Lower river – drowned river valley
Only a few thousand years ago, the mouth of the river would have looked very different. Back then, during the last ice age, the river didn’t empty into Botany Bay as it now does but flowed past Kurnell to the former sea level, kilometres off shore.
As sea levels rose so too did sand which became deposited by wave action (and potentially tsunamis) to create a ‘barrier’ between Kurnell and Cronulla with Botany Bay being formed behind it. The Kia’mia story tells the experience of the indigenous people who lived through these events.
Further inland, as the sea level rose it began to fill the narrow river valley of the Georges that had been carved into the sandstone valley over millions of years. This created several bays as the small gullies and tributaries of the river became drowned with salt water.
At the end of these bays where creeks still enter the river, sediment accumulated creating ‘bayhead deltas’ - shallow areas of intertidal land which became colonised by mangroves and saltmarsh. Other shallow areas of the lower river were created by an infilling of the valley, caused by sediment moving down from the upper catchment and sediment being moved in by tides from Botany Bay.
Middle river – unconfined flood plain
Around East Hills, the high sides of the sandstone valley become replaced by a wide and relatively flat floodplain. The banks of the river here are naturally comprised of sand and fine sediment which can be eroded by the river. This type of geomorphology is known as an ‘unconfined valley setting.’
In recent years, many of the foreshores have been ‘hardened’ with rock and concreate seawalls to prevent the river from altering its course.

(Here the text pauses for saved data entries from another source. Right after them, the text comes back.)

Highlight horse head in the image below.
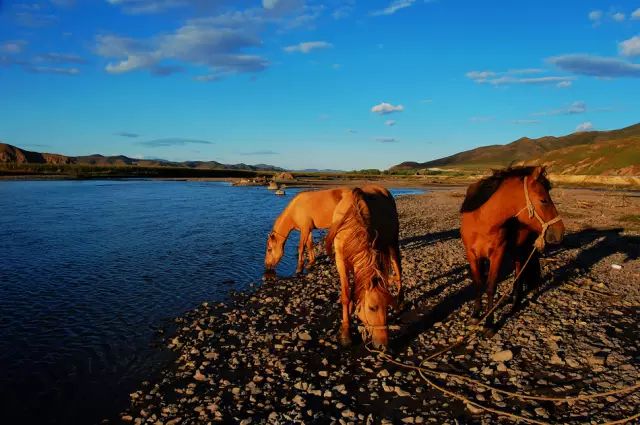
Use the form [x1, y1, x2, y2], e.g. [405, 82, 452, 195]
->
[357, 279, 396, 349]
[264, 232, 286, 272]
[520, 166, 565, 246]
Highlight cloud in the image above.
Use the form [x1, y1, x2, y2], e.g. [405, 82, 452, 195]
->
[548, 54, 640, 78]
[556, 80, 572, 88]
[35, 53, 86, 64]
[96, 13, 270, 80]
[115, 132, 140, 138]
[576, 122, 593, 132]
[611, 12, 625, 22]
[0, 40, 28, 54]
[466, 69, 574, 87]
[534, 101, 587, 116]
[240, 150, 279, 155]
[28, 66, 80, 75]
[619, 35, 640, 57]
[137, 138, 214, 147]
[421, 98, 433, 103]
[371, 0, 415, 16]
[513, 119, 541, 125]
[375, 137, 398, 143]
[107, 0, 193, 14]
[633, 8, 640, 20]
[283, 41, 332, 53]
[385, 120, 396, 126]
[333, 1, 355, 19]
[371, 102, 404, 115]
[588, 10, 602, 22]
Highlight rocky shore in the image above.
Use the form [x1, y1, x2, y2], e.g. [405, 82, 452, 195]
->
[119, 188, 640, 424]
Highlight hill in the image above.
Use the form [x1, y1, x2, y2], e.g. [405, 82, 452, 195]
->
[0, 143, 284, 172]
[391, 122, 640, 175]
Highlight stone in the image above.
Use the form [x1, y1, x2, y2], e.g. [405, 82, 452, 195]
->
[298, 332, 312, 341]
[491, 350, 513, 362]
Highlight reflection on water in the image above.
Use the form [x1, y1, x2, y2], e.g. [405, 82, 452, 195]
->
[0, 180, 421, 424]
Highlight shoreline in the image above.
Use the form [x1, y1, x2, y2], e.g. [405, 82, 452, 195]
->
[118, 188, 640, 424]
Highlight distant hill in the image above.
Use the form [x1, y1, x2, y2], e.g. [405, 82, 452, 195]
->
[391, 122, 640, 175]
[0, 143, 284, 172]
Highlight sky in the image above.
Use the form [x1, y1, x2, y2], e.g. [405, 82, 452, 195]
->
[1, 0, 639, 170]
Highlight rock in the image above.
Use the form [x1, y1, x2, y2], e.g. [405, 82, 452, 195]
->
[550, 354, 565, 365]
[534, 407, 549, 418]
[401, 417, 415, 423]
[395, 386, 411, 397]
[292, 395, 306, 407]
[193, 370, 206, 381]
[121, 415, 133, 422]
[496, 363, 508, 373]
[341, 409, 355, 419]
[466, 402, 483, 414]
[378, 369, 390, 378]
[491, 350, 513, 362]
[298, 332, 312, 341]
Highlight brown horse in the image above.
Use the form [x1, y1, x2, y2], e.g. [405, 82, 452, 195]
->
[460, 166, 565, 326]
[264, 187, 351, 276]
[325, 185, 402, 349]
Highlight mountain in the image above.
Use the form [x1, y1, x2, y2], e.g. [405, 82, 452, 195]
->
[0, 143, 284, 172]
[391, 122, 640, 175]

There are a few tributaries which enter the Georges river along this section such as Cabramatta and Prospect Creeks which flow slowly from west to east across the Cumberland plain. Where these creeks enter the river at Chipping Norton the river turns nearly 90 degrees to the south. Around here, sand has been deposited from the eroding upper catchment over thousands of years.
Chipping Norton was also the site of sand mining activities during the 20th century which created the artificial lakes.

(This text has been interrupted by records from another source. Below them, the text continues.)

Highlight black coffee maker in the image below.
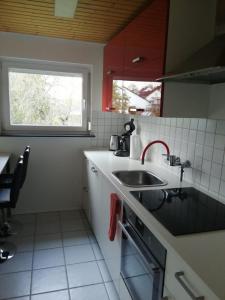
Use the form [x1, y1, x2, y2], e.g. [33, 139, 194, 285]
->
[114, 119, 135, 157]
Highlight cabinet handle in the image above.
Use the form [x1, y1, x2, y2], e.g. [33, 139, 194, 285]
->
[175, 272, 204, 300]
[132, 56, 144, 63]
[91, 166, 98, 173]
[106, 70, 114, 75]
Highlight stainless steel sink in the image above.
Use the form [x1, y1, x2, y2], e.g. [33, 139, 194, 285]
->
[112, 170, 167, 187]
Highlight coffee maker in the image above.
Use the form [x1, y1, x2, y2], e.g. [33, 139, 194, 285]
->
[114, 119, 135, 157]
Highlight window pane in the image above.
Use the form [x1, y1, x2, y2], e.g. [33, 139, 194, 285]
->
[112, 80, 162, 116]
[8, 69, 83, 127]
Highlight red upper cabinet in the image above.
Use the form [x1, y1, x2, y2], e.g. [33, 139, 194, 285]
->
[102, 0, 169, 114]
[123, 0, 169, 81]
[102, 33, 125, 112]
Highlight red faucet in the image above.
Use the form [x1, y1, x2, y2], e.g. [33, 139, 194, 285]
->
[141, 140, 170, 165]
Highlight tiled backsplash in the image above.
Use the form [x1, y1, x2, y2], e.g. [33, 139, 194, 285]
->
[132, 115, 225, 203]
[91, 111, 225, 202]
[90, 111, 127, 148]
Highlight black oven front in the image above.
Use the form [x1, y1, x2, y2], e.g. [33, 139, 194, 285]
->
[119, 203, 166, 300]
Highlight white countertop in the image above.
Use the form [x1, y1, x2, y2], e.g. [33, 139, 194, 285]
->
[84, 150, 224, 300]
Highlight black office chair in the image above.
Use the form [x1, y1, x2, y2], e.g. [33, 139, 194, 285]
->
[0, 156, 24, 262]
[0, 145, 30, 189]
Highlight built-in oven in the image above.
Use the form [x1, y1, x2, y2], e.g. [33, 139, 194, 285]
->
[119, 203, 167, 300]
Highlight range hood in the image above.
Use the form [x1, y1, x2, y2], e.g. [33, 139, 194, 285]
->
[158, 33, 225, 84]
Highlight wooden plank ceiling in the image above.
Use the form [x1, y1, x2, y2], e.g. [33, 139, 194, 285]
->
[0, 0, 150, 43]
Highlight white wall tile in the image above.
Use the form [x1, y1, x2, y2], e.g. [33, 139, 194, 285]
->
[198, 119, 207, 131]
[96, 112, 225, 202]
[209, 177, 220, 194]
[211, 163, 222, 178]
[206, 120, 216, 133]
[214, 134, 225, 150]
[212, 149, 224, 164]
[205, 133, 215, 147]
[203, 147, 213, 161]
[216, 120, 225, 135]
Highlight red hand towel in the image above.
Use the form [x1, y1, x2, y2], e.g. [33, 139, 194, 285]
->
[108, 193, 121, 241]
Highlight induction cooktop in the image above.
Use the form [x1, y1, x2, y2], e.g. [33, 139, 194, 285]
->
[130, 187, 225, 236]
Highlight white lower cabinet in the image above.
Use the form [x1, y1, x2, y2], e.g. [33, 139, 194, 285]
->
[165, 251, 218, 300]
[84, 159, 122, 296]
[163, 285, 176, 300]
[99, 175, 122, 294]
[82, 158, 90, 222]
[83, 157, 217, 300]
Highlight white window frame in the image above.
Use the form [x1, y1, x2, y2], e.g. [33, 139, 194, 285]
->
[1, 59, 90, 135]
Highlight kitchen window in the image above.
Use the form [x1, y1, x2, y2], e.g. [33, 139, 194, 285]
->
[1, 60, 90, 136]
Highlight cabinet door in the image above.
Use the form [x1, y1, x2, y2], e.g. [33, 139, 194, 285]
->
[82, 158, 90, 222]
[102, 33, 125, 112]
[102, 0, 169, 115]
[165, 251, 219, 300]
[98, 175, 122, 294]
[124, 0, 169, 81]
[86, 160, 102, 242]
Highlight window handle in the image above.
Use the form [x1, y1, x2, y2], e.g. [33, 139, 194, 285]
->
[83, 99, 86, 110]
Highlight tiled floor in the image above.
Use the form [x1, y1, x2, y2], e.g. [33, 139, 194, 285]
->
[0, 210, 120, 300]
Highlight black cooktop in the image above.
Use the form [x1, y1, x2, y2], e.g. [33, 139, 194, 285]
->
[130, 187, 225, 236]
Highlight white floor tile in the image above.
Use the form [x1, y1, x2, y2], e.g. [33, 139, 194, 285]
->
[9, 235, 34, 252]
[97, 260, 112, 282]
[18, 223, 36, 237]
[12, 297, 30, 300]
[63, 230, 90, 247]
[105, 282, 120, 300]
[33, 248, 65, 269]
[61, 219, 86, 232]
[82, 219, 91, 229]
[32, 266, 68, 294]
[87, 231, 97, 244]
[64, 244, 95, 264]
[12, 213, 36, 224]
[67, 261, 103, 288]
[0, 271, 31, 299]
[0, 252, 33, 274]
[60, 210, 83, 220]
[35, 233, 63, 250]
[92, 243, 104, 260]
[70, 283, 109, 300]
[36, 212, 60, 224]
[36, 221, 61, 235]
[31, 289, 69, 300]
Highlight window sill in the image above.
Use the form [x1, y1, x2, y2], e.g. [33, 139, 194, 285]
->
[0, 132, 96, 138]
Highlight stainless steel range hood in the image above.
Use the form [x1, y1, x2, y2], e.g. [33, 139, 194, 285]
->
[158, 34, 225, 84]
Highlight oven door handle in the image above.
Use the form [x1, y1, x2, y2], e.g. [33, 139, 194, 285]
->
[118, 220, 160, 274]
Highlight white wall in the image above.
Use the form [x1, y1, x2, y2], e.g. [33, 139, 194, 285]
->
[162, 82, 210, 118]
[0, 32, 104, 111]
[0, 32, 105, 213]
[209, 83, 225, 120]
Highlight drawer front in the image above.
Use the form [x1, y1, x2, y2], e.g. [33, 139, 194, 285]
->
[165, 251, 219, 300]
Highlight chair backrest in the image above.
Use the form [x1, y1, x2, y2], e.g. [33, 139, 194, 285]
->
[20, 145, 30, 188]
[10, 156, 24, 208]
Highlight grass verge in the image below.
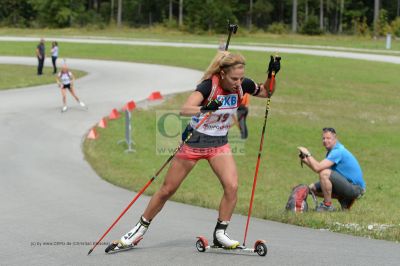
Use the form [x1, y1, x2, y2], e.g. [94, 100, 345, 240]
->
[0, 64, 86, 90]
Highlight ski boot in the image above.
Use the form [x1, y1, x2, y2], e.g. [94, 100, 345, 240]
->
[79, 101, 88, 110]
[212, 220, 240, 249]
[105, 216, 150, 253]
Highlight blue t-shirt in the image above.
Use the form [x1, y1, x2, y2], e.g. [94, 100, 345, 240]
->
[326, 141, 366, 189]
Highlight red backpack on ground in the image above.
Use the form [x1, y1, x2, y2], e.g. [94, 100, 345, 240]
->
[285, 184, 317, 212]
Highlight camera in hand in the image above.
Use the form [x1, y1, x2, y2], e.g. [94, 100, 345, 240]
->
[299, 151, 306, 159]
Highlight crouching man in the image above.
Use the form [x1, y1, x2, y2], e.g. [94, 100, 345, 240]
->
[298, 127, 366, 212]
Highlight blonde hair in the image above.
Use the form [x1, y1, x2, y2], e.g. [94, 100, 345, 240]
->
[200, 51, 245, 82]
[61, 64, 69, 72]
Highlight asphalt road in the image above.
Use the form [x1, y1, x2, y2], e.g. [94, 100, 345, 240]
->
[0, 43, 399, 266]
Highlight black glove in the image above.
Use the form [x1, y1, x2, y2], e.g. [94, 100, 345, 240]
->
[267, 55, 281, 78]
[181, 125, 194, 141]
[200, 99, 222, 113]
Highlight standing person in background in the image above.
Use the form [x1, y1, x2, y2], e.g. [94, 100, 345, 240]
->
[56, 64, 86, 112]
[36, 38, 45, 75]
[218, 37, 225, 51]
[51, 42, 59, 74]
[237, 93, 250, 139]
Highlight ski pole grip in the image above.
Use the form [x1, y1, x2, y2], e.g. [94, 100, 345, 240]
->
[225, 21, 238, 51]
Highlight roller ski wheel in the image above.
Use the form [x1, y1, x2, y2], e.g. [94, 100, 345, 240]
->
[254, 240, 267, 256]
[196, 236, 208, 252]
[195, 236, 267, 257]
[104, 237, 143, 254]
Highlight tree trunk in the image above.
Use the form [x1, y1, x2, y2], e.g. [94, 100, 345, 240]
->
[169, 0, 173, 22]
[373, 0, 379, 37]
[93, 0, 98, 11]
[305, 0, 308, 22]
[320, 0, 324, 30]
[326, 0, 330, 32]
[13, 11, 17, 26]
[334, 0, 338, 33]
[292, 0, 297, 32]
[117, 0, 122, 27]
[338, 0, 344, 33]
[149, 12, 152, 26]
[69, 0, 73, 26]
[398, 0, 400, 17]
[110, 0, 114, 22]
[247, 0, 253, 31]
[179, 0, 183, 27]
[137, 3, 141, 17]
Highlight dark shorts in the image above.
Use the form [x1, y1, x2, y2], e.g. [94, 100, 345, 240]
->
[314, 171, 364, 200]
[62, 83, 71, 90]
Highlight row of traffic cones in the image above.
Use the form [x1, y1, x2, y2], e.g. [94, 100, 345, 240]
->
[87, 91, 163, 140]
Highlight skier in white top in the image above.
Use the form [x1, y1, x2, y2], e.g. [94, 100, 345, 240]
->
[56, 64, 86, 112]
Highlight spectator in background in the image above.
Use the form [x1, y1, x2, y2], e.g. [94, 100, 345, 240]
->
[298, 128, 366, 212]
[51, 41, 59, 74]
[218, 37, 225, 51]
[36, 38, 45, 75]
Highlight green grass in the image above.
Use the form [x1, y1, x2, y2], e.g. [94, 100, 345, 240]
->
[0, 64, 86, 90]
[1, 37, 399, 241]
[1, 26, 400, 52]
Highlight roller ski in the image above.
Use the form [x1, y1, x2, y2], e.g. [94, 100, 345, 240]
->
[105, 238, 142, 253]
[195, 220, 267, 257]
[105, 216, 149, 254]
[196, 236, 267, 257]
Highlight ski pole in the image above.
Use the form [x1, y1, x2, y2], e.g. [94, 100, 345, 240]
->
[88, 112, 211, 255]
[225, 21, 238, 51]
[243, 65, 277, 247]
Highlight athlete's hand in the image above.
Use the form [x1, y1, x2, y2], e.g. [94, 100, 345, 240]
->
[267, 55, 281, 78]
[200, 99, 222, 113]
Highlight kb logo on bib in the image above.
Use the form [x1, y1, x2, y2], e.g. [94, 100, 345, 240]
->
[217, 94, 238, 109]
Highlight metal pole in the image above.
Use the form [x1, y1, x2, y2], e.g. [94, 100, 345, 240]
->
[125, 110, 135, 152]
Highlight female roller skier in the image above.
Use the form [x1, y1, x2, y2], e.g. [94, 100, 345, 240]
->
[56, 64, 86, 112]
[107, 51, 281, 251]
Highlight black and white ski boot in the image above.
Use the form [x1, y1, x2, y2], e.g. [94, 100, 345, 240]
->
[212, 220, 240, 249]
[105, 216, 150, 253]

Upper river – sandstone gorges and plateaus
Liverpool Weir represents the start of the freshwater section of the Georges river. Upstream, the river begins to rise into sandstone dominated areas of the Woronora Plateau. Here the river has cut into the sandstone to create a tight valley or gorge.
The river is confined to the bedrock channel in most areas along the upper river with only small discontinuous sections of sandy floodplain.
The occasional deep pool or scour hole can be found as the river slows down after descending through particularly steep sections of the gorge.
The headwaters of the Georges River and some of its tributaries are on top of the plateau, flowing through flat ‘hanging swamps’ before plunging into the gorge country on the way to the coast.